La séquence laissera des traces. L’état-major du parti n’avait pas été tenu au courant de l’arrivée de cette recrue. "Du jamais-vu en termes d’amateurisme !", confie une source CD&V au "Morgen" de jeudi. Dans le "Standaard" du même jour, l’éditorialiste Bart Sturtewagen l’affirme : "La fin de la carrière politique de Kris Peeters a commencé." Au sein de sa propre formation, les attaques contre le vice-Premier pleuvent. Même le président Wouter Beke le lâche.

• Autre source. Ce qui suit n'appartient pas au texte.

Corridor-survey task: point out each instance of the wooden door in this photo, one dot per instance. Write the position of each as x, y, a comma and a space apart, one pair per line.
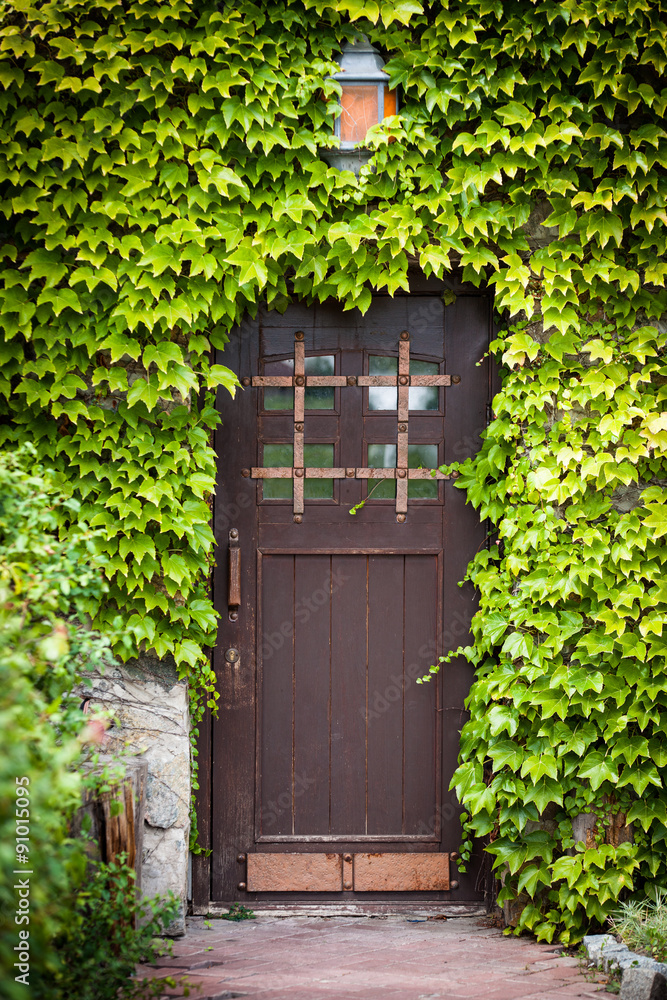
329, 766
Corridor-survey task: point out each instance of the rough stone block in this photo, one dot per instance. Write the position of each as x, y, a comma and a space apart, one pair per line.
151, 719
643, 984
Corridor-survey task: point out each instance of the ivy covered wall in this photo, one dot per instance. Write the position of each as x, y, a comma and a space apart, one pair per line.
161, 176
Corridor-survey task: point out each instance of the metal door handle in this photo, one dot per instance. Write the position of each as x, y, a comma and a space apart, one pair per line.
234, 576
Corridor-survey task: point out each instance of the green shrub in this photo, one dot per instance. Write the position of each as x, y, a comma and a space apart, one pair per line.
109, 932
643, 926
48, 584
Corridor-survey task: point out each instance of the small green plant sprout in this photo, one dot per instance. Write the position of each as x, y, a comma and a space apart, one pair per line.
642, 925
237, 911
362, 503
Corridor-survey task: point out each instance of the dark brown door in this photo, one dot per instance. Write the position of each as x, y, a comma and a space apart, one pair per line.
330, 766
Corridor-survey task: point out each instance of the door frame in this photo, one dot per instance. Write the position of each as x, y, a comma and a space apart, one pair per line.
201, 896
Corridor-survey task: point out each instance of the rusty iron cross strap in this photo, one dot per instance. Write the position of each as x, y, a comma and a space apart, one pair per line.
403, 380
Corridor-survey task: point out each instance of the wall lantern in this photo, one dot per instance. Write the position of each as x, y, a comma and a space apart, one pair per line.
365, 101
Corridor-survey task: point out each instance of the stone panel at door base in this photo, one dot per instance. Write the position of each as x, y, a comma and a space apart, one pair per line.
401, 872
295, 872
380, 872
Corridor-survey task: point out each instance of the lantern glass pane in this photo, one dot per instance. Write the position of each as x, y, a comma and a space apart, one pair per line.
389, 102
359, 111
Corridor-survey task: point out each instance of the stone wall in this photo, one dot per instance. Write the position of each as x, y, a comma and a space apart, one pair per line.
149, 706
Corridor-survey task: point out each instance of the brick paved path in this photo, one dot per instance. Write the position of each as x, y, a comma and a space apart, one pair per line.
344, 958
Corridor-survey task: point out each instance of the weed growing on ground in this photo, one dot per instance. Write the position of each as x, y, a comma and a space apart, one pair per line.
238, 912
643, 926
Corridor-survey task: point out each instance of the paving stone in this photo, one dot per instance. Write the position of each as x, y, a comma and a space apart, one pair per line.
311, 958
642, 983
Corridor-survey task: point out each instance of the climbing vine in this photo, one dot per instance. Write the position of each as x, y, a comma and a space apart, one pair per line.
161, 178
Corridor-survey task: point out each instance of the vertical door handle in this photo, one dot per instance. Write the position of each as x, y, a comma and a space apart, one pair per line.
234, 576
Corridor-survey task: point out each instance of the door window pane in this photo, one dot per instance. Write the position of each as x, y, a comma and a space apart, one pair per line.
277, 455
382, 456
421, 397
382, 397
318, 456
420, 456
320, 397
424, 397
278, 397
423, 456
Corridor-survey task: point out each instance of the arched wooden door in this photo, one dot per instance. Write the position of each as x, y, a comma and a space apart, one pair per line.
325, 776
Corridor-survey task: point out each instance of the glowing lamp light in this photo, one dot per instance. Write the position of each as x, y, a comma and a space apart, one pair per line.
365, 101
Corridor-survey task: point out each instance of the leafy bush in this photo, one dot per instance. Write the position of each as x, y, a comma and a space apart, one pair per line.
643, 926
569, 706
109, 932
49, 582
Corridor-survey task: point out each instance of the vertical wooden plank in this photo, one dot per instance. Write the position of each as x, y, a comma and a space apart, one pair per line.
312, 680
385, 694
275, 777
349, 658
421, 742
201, 866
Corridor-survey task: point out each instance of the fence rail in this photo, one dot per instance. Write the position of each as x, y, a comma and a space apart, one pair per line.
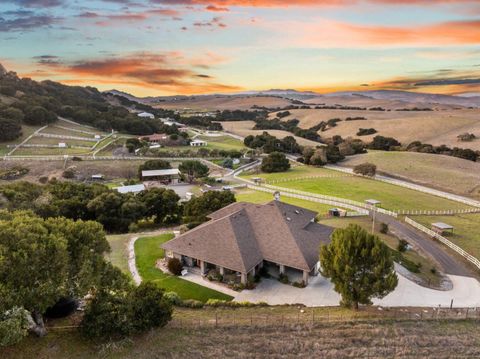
358, 210
444, 240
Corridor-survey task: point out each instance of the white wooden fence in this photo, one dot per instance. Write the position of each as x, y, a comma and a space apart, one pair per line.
444, 240
416, 187
358, 210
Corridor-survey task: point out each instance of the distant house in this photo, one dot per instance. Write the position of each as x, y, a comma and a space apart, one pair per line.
155, 138
243, 237
166, 176
198, 143
146, 115
136, 188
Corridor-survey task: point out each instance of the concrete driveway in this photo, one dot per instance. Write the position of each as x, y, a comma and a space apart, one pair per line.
320, 292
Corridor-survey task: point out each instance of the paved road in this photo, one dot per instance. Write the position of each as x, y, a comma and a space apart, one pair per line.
448, 262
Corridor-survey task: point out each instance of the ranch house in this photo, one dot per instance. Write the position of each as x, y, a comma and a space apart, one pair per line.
243, 237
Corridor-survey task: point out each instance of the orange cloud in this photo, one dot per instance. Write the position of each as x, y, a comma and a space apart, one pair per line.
325, 33
164, 72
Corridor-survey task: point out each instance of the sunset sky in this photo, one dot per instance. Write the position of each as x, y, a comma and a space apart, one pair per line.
166, 47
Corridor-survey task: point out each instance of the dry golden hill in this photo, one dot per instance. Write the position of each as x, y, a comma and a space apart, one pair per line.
244, 128
446, 173
434, 127
209, 103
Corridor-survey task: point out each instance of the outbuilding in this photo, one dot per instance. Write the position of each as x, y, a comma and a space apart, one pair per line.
166, 176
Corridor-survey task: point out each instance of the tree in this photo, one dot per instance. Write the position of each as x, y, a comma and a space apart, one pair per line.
365, 169
359, 265
45, 260
198, 208
114, 314
193, 169
9, 129
153, 165
148, 307
275, 162
174, 266
33, 266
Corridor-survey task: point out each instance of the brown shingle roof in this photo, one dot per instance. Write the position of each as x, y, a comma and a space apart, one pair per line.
241, 235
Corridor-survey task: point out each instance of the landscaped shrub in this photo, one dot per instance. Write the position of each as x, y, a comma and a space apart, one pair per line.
173, 298
299, 284
213, 275
192, 303
384, 228
283, 278
174, 266
68, 173
402, 245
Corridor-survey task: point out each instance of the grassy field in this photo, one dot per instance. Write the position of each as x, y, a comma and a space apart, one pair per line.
148, 251
466, 233
359, 189
248, 195
338, 338
38, 140
26, 131
222, 142
446, 173
435, 127
425, 274
118, 255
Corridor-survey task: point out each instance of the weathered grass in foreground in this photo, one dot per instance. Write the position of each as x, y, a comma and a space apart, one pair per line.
337, 335
148, 251
359, 189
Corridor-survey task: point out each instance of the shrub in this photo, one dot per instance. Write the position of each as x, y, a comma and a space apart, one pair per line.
174, 266
13, 326
68, 173
384, 228
365, 169
192, 303
173, 298
402, 245
283, 278
300, 284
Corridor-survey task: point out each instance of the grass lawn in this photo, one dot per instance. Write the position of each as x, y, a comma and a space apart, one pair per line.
118, 255
359, 189
249, 195
148, 251
222, 142
466, 232
391, 241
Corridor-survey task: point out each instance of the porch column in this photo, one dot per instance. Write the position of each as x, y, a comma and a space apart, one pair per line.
305, 277
202, 267
243, 278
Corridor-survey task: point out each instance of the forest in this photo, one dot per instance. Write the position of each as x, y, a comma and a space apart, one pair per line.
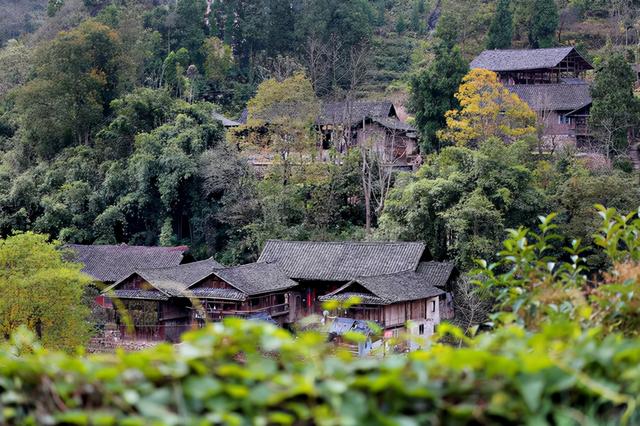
114, 129
106, 133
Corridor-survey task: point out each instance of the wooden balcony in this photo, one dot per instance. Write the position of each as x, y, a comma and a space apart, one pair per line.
273, 311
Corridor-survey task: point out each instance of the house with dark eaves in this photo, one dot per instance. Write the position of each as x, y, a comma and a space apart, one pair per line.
109, 263
163, 303
395, 281
344, 125
551, 81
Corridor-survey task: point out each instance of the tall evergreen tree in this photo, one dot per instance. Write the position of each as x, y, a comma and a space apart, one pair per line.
501, 29
543, 24
615, 109
433, 88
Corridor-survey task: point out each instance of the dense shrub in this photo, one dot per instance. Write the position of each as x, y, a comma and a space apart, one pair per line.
562, 349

"La nuit des longs couteaux"
Comment le CD&V local a-t-il pu cautionner cela ? Et surtout, comment la tête de liste Kris Peeters a-t-elle pu tomber dans ce panneau ? A la base, l’idée de faire venir Aron Berger était bonne : séduire la communauté hassidique et l’électorat juif en général plutôt acquis aux libéraux et à la N-VA. "Mais Aron Berger est sorti trop vite dans la presse, nous explique un chrétien-démocrate. Il n’avait même pas encore été briefé sur la manière de s’exprimer médiatiquement. C’est la section locale d’Anvers qui avait repéré en lui un candidat intéressant mais il n’y a pas eu les vérifications nécessaires au sujet de son profil. Kris Peeters ne le savait pas. Ce n’est pas vraiment de sa faute mais il est responsable car il est tête de liste. Le résultat est là : entre le parti et Kris Peeters, ça va vraiment très mal. Certains ont même vu sa tête tomber… La nuit des longs couteaux peut commencer."
Ancien patron de l’Unizo (l’association flamande des classes moyennes), ancien ministre-Président flamand, Kris Peeters aura du mal à se remettre de cette séquence anversoise. Parachuté dans la ville portuaire pour tenter de chiper le mayorat à De Wever, il risque de manquer l’objectif. Après l’épisode "Aron Berger", Kris Peeters s’est mis tout le monde à dos : les féministes de son parti, les progressistes mais aussi l’aile la plus droitière des chrétiens-démocrates… Le CD&V voulait plaire aux Juifs orthodoxes ? L’éviction, dans de telles circonstances, d’un de leurs membres ne risque pas de les convaincre.
Il voulait être "un père pour Anvers"…
A Anvers, Kris Peeters proposait de réconcilier les communautés face à une N-VA lancée à plein régime dans une campagne identitaire. "On croise plus de 170 nationalités à Anvers, confiait-il récemment à "La Libre". Il y a des communautés différentes, des confessions différentes, il y a les chrétiens, les musulmans, les Juifs… Cette diversité est hors normes. Cette réalité doit être appréciée comme un élément positif. […] Comme bourgmestre, je voudrais être un père pour les communautés et les différentes confessions, et ne pas diviser." C’est raté… Les déboires dans la composition de sa liste sont, au contraire, de nature à polariser les ressentiments, à mettre en évidence les différences culturelles.
Si Kris Peeters se plantait en octobre prochain, si sa présence en tête de liste n’apportait finalement aucune plus-value pour le CD&V, si les rapports au sein de sa formation politique restaient détestables, c’est aussi son avenir au fédéral qui serait en jeu pour la prochaine législature. Pressenti comme Premier ministre en 2014, il est possible qu’il ne puisse se maintenir au gouvernement fédéral après 2019. La fin de sa carrière politique, donc ? "Maintenant, c’est du quitte ou double", note une source bien informée.